Second, a percentage test is applied, according to which a minimum percentage of total value addition should be achieved with the help of domestic inputs.
Finally, specified process tests require a product to undergo certain stipulated processes.
That's pretty much in line with actual U.S. rules on determining "origin" for purposes of a free trade agreement with Morocco (emphasis added):
CHAPTER FIVE RULES OF ORIGIN
ARTICLE 5.1: ORIGINATING GOODS
Except as otherwise provided in this Chapter or Chapter Four (Textiles and Apparel), each Party shall provide that a good is an originating good where it is imported directly from the territory of one Party into the territory of the other Party, and
(a) it is a good wholly the growth, product, or manufacture of one or both of the Parties;
(b) for goods other than those covered by the rules in Annex 4-A or Annex 5-A, the good is a new or different article of commerce that has been grown, produced, or manufactured in the territory of one or both of the Parties; and the sum of (i) the value of materials produced in the territory of one or both of the Parties, plus (ii) the direct costs of processing operations performed in the territory of one or both of the Parties is not less than 35 percent of the appraised value of the good at the time it is imported into the territory of a Party; or
(c) for goods covered by the rules in Annex 4-A or Annex 5-A, the good has satisfied the requirements specified in that Annex.

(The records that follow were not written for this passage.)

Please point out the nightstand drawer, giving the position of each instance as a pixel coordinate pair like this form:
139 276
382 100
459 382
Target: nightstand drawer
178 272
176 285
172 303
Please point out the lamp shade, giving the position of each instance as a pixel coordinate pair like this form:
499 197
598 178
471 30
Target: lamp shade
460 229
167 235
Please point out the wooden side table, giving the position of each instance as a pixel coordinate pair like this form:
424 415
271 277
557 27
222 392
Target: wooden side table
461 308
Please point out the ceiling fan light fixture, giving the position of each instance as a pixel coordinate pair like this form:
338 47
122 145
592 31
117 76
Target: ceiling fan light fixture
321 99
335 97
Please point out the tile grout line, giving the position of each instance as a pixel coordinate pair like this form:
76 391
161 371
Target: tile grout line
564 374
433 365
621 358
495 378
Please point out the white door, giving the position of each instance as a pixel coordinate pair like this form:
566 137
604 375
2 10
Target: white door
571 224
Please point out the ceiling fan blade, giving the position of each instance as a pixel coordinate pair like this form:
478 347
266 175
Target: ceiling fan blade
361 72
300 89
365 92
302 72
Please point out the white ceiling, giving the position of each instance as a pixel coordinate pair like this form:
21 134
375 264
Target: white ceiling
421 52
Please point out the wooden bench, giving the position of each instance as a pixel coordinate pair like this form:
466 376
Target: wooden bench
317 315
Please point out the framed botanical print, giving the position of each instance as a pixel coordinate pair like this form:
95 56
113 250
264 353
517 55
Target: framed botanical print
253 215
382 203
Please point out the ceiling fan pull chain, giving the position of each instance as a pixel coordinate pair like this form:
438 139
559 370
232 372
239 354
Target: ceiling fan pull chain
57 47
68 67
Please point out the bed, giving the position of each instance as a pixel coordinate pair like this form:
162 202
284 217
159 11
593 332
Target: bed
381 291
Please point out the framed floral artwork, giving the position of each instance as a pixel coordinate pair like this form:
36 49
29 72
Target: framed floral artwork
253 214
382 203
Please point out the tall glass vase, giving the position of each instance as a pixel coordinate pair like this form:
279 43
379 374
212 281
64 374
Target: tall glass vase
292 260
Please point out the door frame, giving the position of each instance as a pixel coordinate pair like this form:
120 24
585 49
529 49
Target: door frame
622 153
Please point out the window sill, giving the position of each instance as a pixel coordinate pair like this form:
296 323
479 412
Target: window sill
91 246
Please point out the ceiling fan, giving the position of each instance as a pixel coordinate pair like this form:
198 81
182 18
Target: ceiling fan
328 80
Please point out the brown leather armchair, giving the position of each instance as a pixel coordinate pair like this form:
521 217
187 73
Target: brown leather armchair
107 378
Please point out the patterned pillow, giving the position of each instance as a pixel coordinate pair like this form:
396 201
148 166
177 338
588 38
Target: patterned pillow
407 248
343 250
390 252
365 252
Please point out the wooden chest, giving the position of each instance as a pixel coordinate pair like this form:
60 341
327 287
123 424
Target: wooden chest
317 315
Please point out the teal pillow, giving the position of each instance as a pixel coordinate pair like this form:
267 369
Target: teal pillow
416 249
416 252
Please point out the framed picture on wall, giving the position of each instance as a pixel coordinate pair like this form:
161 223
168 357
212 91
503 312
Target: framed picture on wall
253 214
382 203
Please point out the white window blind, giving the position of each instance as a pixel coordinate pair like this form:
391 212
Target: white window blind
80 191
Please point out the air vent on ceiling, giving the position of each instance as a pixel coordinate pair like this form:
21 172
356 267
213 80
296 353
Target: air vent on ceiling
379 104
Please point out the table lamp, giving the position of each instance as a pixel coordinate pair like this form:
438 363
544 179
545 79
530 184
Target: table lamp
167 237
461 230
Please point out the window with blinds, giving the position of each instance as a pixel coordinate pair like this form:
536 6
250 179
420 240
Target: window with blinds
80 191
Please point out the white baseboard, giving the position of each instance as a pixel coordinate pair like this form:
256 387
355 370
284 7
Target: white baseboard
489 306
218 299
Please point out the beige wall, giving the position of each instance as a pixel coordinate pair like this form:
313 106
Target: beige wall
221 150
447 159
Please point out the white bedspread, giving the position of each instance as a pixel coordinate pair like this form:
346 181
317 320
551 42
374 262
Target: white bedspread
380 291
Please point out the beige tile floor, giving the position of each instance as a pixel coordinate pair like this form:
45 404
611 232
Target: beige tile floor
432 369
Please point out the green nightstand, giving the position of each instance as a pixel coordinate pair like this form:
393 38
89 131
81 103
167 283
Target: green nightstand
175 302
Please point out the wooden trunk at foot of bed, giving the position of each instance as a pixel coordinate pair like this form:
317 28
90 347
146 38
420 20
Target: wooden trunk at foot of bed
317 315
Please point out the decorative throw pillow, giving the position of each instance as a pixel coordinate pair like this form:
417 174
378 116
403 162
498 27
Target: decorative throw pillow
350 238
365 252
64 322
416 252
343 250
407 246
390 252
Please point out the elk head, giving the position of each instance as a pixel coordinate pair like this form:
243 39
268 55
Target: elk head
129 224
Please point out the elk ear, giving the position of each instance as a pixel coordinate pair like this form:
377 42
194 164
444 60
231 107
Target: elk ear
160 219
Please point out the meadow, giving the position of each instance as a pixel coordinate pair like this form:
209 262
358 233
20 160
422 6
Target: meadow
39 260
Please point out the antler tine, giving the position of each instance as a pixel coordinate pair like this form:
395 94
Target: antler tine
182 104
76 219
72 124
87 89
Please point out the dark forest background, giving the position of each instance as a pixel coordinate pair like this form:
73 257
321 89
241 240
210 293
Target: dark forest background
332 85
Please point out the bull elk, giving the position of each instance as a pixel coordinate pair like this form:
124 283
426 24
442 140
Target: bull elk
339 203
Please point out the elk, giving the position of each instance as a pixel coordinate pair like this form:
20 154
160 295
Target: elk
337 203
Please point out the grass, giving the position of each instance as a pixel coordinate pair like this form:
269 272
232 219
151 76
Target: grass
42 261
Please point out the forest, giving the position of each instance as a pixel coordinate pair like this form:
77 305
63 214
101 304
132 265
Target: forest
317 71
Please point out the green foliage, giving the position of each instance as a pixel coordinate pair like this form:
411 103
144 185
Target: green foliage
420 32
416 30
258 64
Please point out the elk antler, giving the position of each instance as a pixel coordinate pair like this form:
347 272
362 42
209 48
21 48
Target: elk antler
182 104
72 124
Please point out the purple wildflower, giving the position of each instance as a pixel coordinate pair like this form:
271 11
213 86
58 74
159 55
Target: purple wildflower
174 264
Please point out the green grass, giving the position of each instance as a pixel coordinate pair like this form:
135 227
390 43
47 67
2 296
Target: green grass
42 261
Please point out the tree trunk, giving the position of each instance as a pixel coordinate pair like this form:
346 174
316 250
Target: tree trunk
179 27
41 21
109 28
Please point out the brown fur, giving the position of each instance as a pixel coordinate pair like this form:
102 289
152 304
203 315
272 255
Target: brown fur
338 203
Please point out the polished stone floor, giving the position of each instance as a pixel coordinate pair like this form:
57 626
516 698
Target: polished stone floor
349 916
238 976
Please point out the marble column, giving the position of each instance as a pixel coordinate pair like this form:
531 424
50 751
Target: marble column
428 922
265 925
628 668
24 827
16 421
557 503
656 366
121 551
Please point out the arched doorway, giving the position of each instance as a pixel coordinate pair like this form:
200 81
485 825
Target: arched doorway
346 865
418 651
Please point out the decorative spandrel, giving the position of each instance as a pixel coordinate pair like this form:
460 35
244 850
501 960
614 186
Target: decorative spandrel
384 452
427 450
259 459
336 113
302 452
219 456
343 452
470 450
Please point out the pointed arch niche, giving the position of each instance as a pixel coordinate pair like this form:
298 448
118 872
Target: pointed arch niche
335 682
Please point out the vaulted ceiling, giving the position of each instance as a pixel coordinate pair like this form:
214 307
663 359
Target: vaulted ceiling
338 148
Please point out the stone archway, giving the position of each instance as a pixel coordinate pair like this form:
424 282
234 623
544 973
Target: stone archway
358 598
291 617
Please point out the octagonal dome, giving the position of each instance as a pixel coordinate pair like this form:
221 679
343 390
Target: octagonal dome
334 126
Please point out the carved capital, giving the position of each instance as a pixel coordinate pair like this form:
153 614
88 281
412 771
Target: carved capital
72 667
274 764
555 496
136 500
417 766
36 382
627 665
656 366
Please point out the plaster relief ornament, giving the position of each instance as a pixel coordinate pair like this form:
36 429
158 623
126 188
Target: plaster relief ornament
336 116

And finally, why do/should you care? Well, because the easier it is for a "free trade" partner to ship a certain type of goods in under the terms of the FT Agreement, the more likely it is that those goods will no longer be made in the U.S. If the rules of origin, for example, allow a kind of goods to be shipped in under the FTA when only 10% of the value is added in a country that is a party to the agreement, rather than requiring 35% of the value to be added in that country, a whole lot more goods are likely to enter the U.S. under the favorable terms of the agreement. And, of course, this encourages more of the production in really, really cheap labor countries. And, of course, a whole lot less of those goods are likely to be produced, in whole or in part, in the good old US of A. Which pretty soon is going to stand for United States of Attrition.
Just thought you might want to know what your government is up to in a few of those back rooms with the really nice furniture (produced elsewhere) and the catered lunches (with those great imported ingredients).